Un toque de violencia es un film social disfrazado de cine negro y, en ocasiones, de fantástico—Zheng Xiao Yu vagando por la oscura carretera con el cuchillo en mano y la ropa ensangrentada tiene mucho del cine nipón gore de fantasmas—y de wuxia pian, el cine de artes marciales chino, que dibuja una China muy poco amable.
La cinta de Jia Zhang-Ke ha tenido enormes dificultades en su país, tantas que no se ha estrenado por la visión nada halagüeña y crítica de la realidad china que refleja el cineasta en sus imágenes. Jia Zhang-Ke ilustra en su película cuatro muertes reales, tres asesinatos y un suicidio, que tuvieron lugar casi al mismo tiempo en cuatro provincias de China, Shanxi, Chongqing, Hubel y Guandong, de norte a sur, para tratar de explicar esa violencia repentina y pregunta sin dar respuesta.

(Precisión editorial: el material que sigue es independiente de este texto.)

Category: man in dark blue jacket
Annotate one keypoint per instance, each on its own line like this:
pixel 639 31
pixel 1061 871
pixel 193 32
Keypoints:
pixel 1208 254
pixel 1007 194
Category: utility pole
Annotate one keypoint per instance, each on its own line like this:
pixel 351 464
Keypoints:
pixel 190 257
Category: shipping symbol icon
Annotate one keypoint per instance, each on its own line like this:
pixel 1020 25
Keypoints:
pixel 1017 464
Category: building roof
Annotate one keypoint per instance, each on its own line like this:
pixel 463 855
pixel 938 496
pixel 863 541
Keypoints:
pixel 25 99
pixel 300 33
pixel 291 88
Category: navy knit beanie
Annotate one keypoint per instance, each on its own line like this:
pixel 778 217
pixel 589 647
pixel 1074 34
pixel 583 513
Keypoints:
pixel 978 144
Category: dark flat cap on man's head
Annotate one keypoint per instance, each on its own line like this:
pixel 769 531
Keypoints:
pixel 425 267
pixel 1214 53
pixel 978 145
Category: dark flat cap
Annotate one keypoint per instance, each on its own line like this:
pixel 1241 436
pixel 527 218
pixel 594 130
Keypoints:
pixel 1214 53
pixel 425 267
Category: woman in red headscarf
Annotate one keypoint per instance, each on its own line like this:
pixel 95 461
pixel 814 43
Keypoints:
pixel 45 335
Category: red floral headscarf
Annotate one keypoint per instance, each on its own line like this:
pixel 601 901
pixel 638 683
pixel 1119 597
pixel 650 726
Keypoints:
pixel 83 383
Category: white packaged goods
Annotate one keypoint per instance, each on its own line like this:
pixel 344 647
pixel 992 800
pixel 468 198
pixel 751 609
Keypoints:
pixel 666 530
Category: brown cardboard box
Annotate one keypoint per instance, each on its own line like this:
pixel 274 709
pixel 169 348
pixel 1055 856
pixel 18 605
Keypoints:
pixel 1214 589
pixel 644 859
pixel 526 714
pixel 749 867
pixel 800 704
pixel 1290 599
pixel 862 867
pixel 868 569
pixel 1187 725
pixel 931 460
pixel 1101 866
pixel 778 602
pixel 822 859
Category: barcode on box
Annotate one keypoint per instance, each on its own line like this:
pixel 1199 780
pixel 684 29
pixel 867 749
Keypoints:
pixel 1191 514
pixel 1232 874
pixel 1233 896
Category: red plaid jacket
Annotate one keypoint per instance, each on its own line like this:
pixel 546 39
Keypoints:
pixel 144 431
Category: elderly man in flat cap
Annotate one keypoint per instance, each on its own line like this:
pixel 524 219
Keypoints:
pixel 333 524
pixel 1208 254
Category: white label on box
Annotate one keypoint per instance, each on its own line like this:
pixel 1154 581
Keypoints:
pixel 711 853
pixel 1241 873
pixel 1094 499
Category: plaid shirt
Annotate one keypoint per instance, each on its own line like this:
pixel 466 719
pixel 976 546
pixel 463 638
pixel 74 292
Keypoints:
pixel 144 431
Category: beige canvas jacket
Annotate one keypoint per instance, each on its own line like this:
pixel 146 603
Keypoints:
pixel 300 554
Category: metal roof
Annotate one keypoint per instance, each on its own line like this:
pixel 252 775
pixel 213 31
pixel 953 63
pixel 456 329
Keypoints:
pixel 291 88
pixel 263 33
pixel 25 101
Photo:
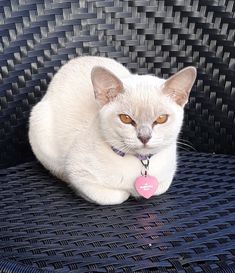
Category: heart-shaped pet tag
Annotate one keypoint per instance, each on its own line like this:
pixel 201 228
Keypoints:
pixel 146 186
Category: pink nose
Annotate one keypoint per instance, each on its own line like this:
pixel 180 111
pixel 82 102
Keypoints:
pixel 144 139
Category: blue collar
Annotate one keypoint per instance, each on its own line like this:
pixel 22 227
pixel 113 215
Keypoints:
pixel 139 156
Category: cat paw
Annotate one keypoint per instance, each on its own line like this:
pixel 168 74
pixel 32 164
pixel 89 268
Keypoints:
pixel 103 196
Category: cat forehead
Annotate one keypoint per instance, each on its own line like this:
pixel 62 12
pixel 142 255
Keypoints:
pixel 143 82
pixel 143 99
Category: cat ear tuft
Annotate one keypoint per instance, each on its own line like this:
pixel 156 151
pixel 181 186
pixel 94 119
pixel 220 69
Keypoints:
pixel 179 85
pixel 106 85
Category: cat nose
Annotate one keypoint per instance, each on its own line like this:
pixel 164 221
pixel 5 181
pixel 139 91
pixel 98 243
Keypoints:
pixel 144 139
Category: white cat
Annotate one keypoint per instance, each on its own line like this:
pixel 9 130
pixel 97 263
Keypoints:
pixel 95 110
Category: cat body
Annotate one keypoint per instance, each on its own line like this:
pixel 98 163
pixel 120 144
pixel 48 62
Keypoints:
pixel 73 129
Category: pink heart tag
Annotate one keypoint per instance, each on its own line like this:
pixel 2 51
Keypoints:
pixel 146 186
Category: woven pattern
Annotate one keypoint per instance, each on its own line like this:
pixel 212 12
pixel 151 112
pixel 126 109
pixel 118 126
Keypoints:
pixel 158 37
pixel 44 225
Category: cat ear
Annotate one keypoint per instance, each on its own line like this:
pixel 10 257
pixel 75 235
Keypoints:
pixel 179 85
pixel 106 85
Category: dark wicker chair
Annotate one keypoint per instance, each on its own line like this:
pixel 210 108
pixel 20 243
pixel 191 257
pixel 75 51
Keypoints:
pixel 44 226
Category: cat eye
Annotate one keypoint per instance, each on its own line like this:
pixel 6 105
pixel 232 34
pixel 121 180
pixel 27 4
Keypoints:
pixel 161 119
pixel 126 119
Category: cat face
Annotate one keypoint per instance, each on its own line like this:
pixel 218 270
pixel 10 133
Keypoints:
pixel 142 114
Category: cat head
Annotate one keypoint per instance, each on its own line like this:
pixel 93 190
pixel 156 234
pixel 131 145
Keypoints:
pixel 141 114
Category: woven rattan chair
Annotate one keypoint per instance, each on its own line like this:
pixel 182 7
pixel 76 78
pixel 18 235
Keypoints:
pixel 44 226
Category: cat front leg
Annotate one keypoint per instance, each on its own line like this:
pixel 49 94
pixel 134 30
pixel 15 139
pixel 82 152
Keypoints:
pixel 100 195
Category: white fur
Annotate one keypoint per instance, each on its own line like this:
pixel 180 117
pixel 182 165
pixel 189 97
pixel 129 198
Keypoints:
pixel 71 135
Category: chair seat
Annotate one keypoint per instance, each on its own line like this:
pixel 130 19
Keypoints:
pixel 46 227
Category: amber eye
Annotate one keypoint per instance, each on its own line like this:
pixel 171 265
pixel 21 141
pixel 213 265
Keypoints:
pixel 161 119
pixel 126 119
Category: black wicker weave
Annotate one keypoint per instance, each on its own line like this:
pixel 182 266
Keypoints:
pixel 44 226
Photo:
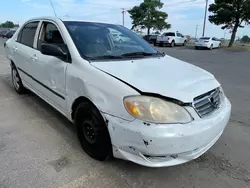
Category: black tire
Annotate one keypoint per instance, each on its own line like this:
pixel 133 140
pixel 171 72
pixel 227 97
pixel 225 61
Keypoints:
pixel 211 47
pixel 172 44
pixel 16 80
pixel 93 132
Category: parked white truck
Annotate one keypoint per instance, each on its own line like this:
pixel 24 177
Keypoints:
pixel 172 39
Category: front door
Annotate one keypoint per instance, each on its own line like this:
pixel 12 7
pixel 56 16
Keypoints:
pixel 50 71
pixel 23 50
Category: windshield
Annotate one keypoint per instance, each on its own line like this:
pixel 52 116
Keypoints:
pixel 99 41
pixel 204 38
pixel 170 34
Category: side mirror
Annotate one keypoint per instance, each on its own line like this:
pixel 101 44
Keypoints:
pixel 53 50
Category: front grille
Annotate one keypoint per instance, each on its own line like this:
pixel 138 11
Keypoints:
pixel 207 103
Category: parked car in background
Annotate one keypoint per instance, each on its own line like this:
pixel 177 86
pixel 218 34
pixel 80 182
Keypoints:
pixel 151 38
pixel 131 102
pixel 120 38
pixel 9 34
pixel 3 33
pixel 171 38
pixel 208 42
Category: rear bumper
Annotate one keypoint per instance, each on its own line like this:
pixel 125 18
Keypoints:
pixel 162 42
pixel 202 45
pixel 155 145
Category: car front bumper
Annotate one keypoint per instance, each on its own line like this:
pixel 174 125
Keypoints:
pixel 159 145
pixel 162 42
pixel 202 45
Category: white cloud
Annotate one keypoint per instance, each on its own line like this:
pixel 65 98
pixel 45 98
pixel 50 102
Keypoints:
pixel 110 11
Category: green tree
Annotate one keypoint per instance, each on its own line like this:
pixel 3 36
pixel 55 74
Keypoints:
pixel 148 15
pixel 7 24
pixel 245 39
pixel 232 14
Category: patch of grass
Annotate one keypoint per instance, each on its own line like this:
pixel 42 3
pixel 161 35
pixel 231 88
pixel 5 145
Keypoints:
pixel 240 47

Con todas sus limitaciones narrativas y estéticas, Un toque de violencia es un film tan interesante como descompensado con influencias de Tarantino y Kitano que quizá marque el inicio de un cine negro y social en el imperio asiático.
Un toque de violencia es quizá un toque de atención al gigante asiático que está creando una enorme brecha social en su país entre ricos y pobres.